Kamada has been informed by the Contract Research Organization (CRO) conducting this trial that it has taken longer than anticipated to validate the multitude of data points generated by this trial and the delay in reporting top-line data does not reflect on the quality and integrity of the results or the conduct of the trial. The database, which is currently unlocked, is set to be locked in the coming weeks, after which, validation, Quality Assurance/Quality Control procedures and statistical analysis will be conducted.
“As a result, we now expect to report top-line results from this pivotal study by the end of April or the beginning of May. We still anticipate that the complete trial data will be reviewed in greater detail and released at the American Thoracic Society meeting in late May. We also intend to pursue publication of the data in a peer-reviewed journal. We affirm our plans to submit these data to the European Medicines Agency for regulatory approval in the second half of 2014, presuming a positive outcome to the study,” said Pnina Strauss, Vice President of Clinical Development and Intellectual Property of Kamada.

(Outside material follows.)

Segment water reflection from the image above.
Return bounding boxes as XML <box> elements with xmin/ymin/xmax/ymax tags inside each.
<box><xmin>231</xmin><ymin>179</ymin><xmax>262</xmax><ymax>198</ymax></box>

Kamada Ltd. is focused on plasma-derived protein therapeutics for orphan indications, and has a commercial product portfolio and a robust late-stage product pipeline. The Company uses its proprietary platform technology and know-how for the extraction and purification of proteins from human plasma to produce Alpha-1 Antitrypsin (AAT) in a highly-purified, liquid form, as well as other plasma-derived proteins. AAT is a protein derived from human plasma with known and newly-discovered therapeutic roles given its immunomodulatory, anti-inflammatory, tissue-protective and antimicrobial properties. The Company’s flagship product is Glassia®, the first and only liquid, ready-to-use, intravenous plasma-derived AAT product approved by the U.S. Food and Drug Administration. Kamada markets Glassia in the U.S. through a strategic partnership with Baxter International. In addition to Glassia, Kamada has a product line of nine other pharmaceutical products that are marketed through distributors in more than 15 countries, including Israel, Russia, Brazil, India and other countries in Latin America, Eastern Europe and Asia. Kamada has five late-stage plasma-derived protein products in development, including an inhaled formulation of AAT for the treatment of AAT deficiency that completed a pivotal Phase 2/3 clinical trials in Europe and will be entering Phase 2 clinical trials in the U.S. Kamada also leverages its expertise and presence in the plasma-derived protein therapeutics market by distributing 10 complementary products in Israel that are manufactured by third parties.
This release includes forward-looking statements within the meaning of Section 27A of the U.S. Securities Act of 1933, as amended, Section 21E of the US Securities Exchange Act of 1934, as amended, and the safe harbor provisions of the U.S. Private Securities Litigation Reform Act of 1995. Forward-looking statements are statements that are not historical facts, such as statements regarding assumptions and results related to financial results forecast, commercial results, clinical trials, the EMA and U.S. FDA authorizations and timing of clinical trials. Forward-looking statements are based on Kamada’s current knowledge and its present beliefs and expectations regarding possible future events and are subject to risks, uncertainties and assumptions. Actual results and the timing of events could differ materially from those anticipated in these forward-looking statements as a result of several factors including, but not limited to, unexpected results of clinical trials, delays or denial in the U.S. FDA or the EMA approval process, additional competition in the AATD market or further regulatory delays. The forward-looking statements made herein speak only as of the date of this announcement and Kamada undertakes no obligation to update publicly such forward-looking statements to reflect subsequent events or circumstances, except as otherwise required by law.